How an extinct species is being revived on the Galapagos Islands

The World
George

Lonesome George, the last giant tortoise of his kind from Pinta Island in the Galapagos, died in 2012, about 100 years old.

George was a type of saddleback tortoise, whose rare, peaked shells are unique to the Galapagos Islands. Those shells allow the animals to stretch their necks high, four or five feet in the air, to reach cactus leaves to eat during the Galapagos dry season.

“He was a striking individual, as [were] all members of his species," said State University of New York conservation biologist James Gibbs. Now, scientists are trying to revive the ancient species by starting a new breeding program using hybrid tortoises that have some of the same genes as George’s ancestors.

The hybrid tortoises were first identified during an expedition in 2008 to Isabela Island in the Galapagos. Scientists found tortoises living there that had the DNA both of native species and those previously found on two other islands.

“These were not just odd tortoises,” Gibbs said of the discovery. “They were transplants from other islands, and moreover, they were transplants from two islands where the tortoises are thought to have gone extinct.”
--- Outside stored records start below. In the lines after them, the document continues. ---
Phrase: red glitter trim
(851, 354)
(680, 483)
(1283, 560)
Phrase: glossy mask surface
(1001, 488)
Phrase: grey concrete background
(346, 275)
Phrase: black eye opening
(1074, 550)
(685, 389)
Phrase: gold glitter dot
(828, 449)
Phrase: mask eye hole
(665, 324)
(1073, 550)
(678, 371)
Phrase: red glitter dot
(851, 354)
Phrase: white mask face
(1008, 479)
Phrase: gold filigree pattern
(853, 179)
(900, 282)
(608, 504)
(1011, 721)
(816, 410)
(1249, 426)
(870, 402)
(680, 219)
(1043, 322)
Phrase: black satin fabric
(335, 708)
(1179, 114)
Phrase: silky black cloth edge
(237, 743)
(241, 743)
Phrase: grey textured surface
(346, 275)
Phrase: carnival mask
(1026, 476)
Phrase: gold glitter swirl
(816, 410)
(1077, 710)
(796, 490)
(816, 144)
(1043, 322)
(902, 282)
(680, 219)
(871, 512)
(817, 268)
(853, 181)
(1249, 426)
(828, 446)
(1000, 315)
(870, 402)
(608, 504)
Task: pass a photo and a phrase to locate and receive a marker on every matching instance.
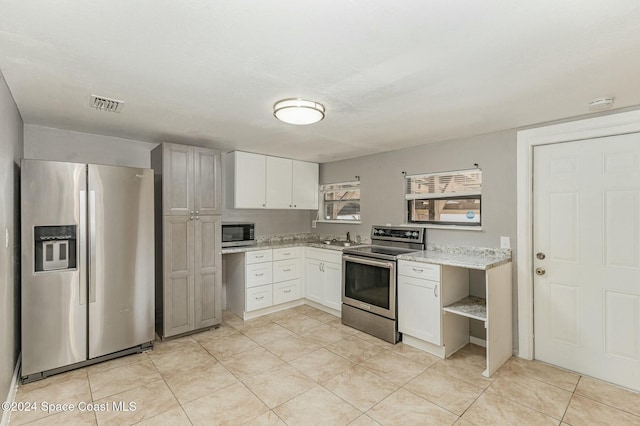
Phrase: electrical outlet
(505, 242)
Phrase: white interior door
(587, 227)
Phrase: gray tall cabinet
(188, 238)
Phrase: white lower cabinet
(262, 278)
(323, 277)
(419, 309)
(286, 291)
(259, 297)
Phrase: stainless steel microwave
(238, 234)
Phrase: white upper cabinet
(246, 174)
(304, 193)
(255, 181)
(278, 183)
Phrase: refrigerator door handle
(92, 246)
(82, 249)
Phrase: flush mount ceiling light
(298, 111)
(600, 104)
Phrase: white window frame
(476, 193)
(321, 209)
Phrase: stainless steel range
(369, 279)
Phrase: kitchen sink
(338, 243)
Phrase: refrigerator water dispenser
(55, 248)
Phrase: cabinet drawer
(324, 255)
(258, 256)
(259, 297)
(425, 271)
(286, 253)
(284, 270)
(286, 291)
(259, 274)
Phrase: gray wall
(382, 185)
(382, 196)
(46, 143)
(11, 146)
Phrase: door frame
(608, 125)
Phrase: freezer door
(54, 302)
(121, 258)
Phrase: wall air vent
(105, 104)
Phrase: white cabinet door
(206, 171)
(278, 183)
(305, 185)
(314, 280)
(333, 285)
(419, 309)
(249, 183)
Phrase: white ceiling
(391, 74)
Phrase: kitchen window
(449, 198)
(340, 202)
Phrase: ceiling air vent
(105, 104)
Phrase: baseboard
(477, 341)
(11, 396)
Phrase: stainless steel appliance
(87, 264)
(238, 234)
(369, 279)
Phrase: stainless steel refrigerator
(87, 264)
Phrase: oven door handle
(366, 261)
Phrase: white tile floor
(302, 367)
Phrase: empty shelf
(471, 307)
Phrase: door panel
(177, 181)
(333, 285)
(278, 185)
(208, 280)
(305, 185)
(419, 309)
(121, 280)
(249, 180)
(314, 281)
(587, 224)
(54, 306)
(207, 175)
(178, 275)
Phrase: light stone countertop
(294, 240)
(464, 257)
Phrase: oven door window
(368, 284)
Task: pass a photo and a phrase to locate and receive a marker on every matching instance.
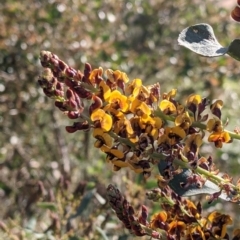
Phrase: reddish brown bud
(96, 104)
(82, 92)
(74, 114)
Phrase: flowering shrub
(140, 127)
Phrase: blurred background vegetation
(52, 184)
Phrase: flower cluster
(136, 126)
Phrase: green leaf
(234, 49)
(208, 188)
(200, 39)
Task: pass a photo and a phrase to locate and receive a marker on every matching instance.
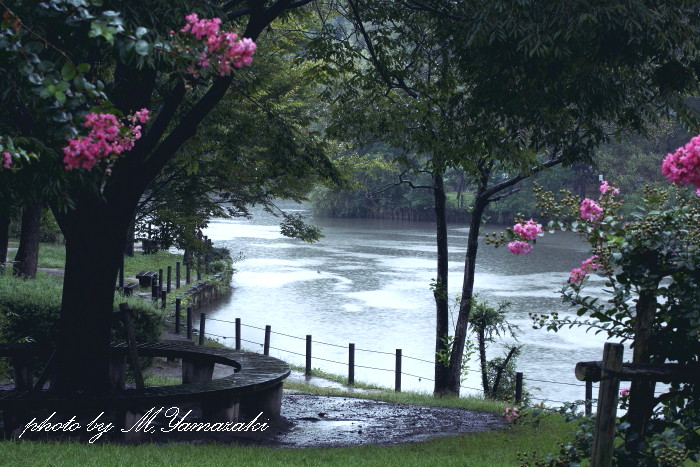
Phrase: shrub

One of those islands was Lonesome George’s Pinta Island. The other was Floreana, where tortoises had been gone so long they were nearly forgotten.

"Darwin was really the last person to comment and write about them,” Gibbs said. No one really knows how the Pinta and Floreana tortoises got to their new home, Gibbs said, but one theory is that whalers or traders once collected the tortoises on their native islands, then threw them overboard near Isabela Island.

Last month, Gibbs led an expedition to that island to collect 32 of these hybrid tortoises and relocate them to a research center. Gibbs and his team, including lead geneticist Adalgisa Caccone from Yale University, will analyze the DNA of the animals to find those with the highest concentrations of Pinta and Floreana genetics.

After about a year, the research team, which is working under the Giant Tortoise Restoration Initiative, hopes to start a breeding plan to produce animals similar to those that originally lived on the two islands.